Le aziende colpite e la geografia delle sanzioni

Tra le imprese destinatarie del provvedimento, che ne colpisce alcune delle principali operanti sul territorio, spicca la presenza di quattro realtà con sede nella provincia di Brescia, a conferma del peso che il distretto fondiero lombardo riveste nell’ambito della produzione nazionale. Si tratta, nello specifico, delle Fonderie Guido Glisenti di Villa Carcina, di E.F. Group di Torbole Casaglia – la quale controlla anche Pilenga Baldassarre Foundry, con stabilimento a Lallio, in provincia di Bergamo –, di Fonderie Mora di Gavardo e della sua controllante Camozzi Group di Brescia, oltre a Fonderie Ariotti di Adro. A queste si aggiungono altre aziende sparse per il Paese, le quali, insieme all’associazione di settore, sono ritenute responsabili di avere, in sostanza, concordato le condizioni di vendita e gli adeguamenti tariffari, privando così i clienti, molti dei quali operano in comparti industriali rilevanti, dei benefici derivanti da una concorrenza effettiva.

La replica di Zanardi Fonderie

Una delle società coinvolte, Zanardi Fonderie di Minerbe, ha però replicato con decisione alle contestazioni formulate dall’Agcm, prendendo le distanze dalle conclusioni dell’istruttoria. In una nota diffusa dopo l’annuncio della maxi multa, l’azienda veneta ha respinto “fermamente” le accuse, sottolineando di aver “sempre operato in totale autonomia e nel pieno rispetto delle normative vigenti”. La difesa della fonderia, che si è affrettata a ribadire la correttezza del proprio operato commerciale, poggia sulla dichiarata adesione ai “principi di trasparenza, correttezza e libera concorrenza che da sempre guidano il suo operato, in particolare nei confronti dei suoi clienti”. Una presa di posizione netta, questa, che delinea un chiaro disallineamento rispetto alla ricostruzione dei fatti proposta dall’Autorità e che potrebbe preludere a un contenzioso giudiziario, sebbene, al momento, non vi siano elementi per valutarne gli sviluppi.
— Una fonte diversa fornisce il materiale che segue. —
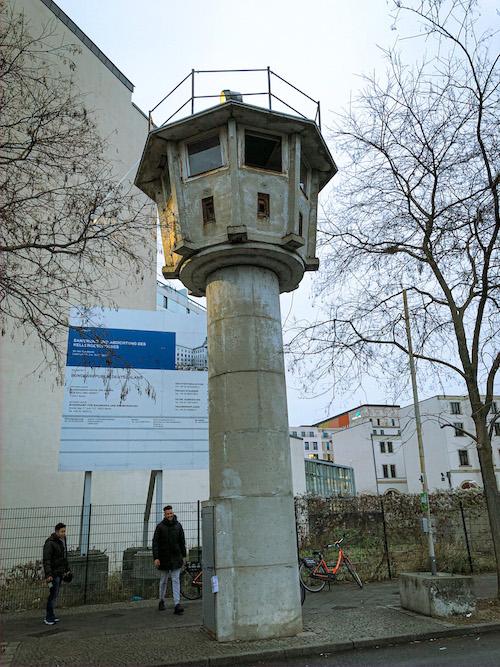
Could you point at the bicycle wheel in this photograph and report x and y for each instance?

Il quadro normativo e gli effetti sul mercato

La sanzione amministrativa, la cui entità riflette la gravità e la durata delle condotte contestate, si inserisce in un contesto normativo europeo che vieta espressamente gli accordi tra imprese che possano pregiudicare il commercio tra Stati membri e che abbiano per oggetto o per effetto di impedire, restringere o falsare il gioco della concorrenza all’interno del mercato interno. Pratiche come quelle ipotizzate nel provvedimento, che spesso emergono da indagini complesse su scambi di informazioni sensibili e concertazioni sui listini, producono effetti distorsivi rilevanti, incidendo sui costi di approvvigionamento per un’ampia gamma di industrie a valle. L’intervento dell’Antitrust, pertanto, mira non solo a sanzionare un comportamento passato, ma anche a ripristinare condizioni di parità nel mercato, dissuadendo, al contempo, il ripetersi di analoghe condotte collusive in futuro, a tutela tanto dei consumatori finali quanto della sana competizione tra imprese.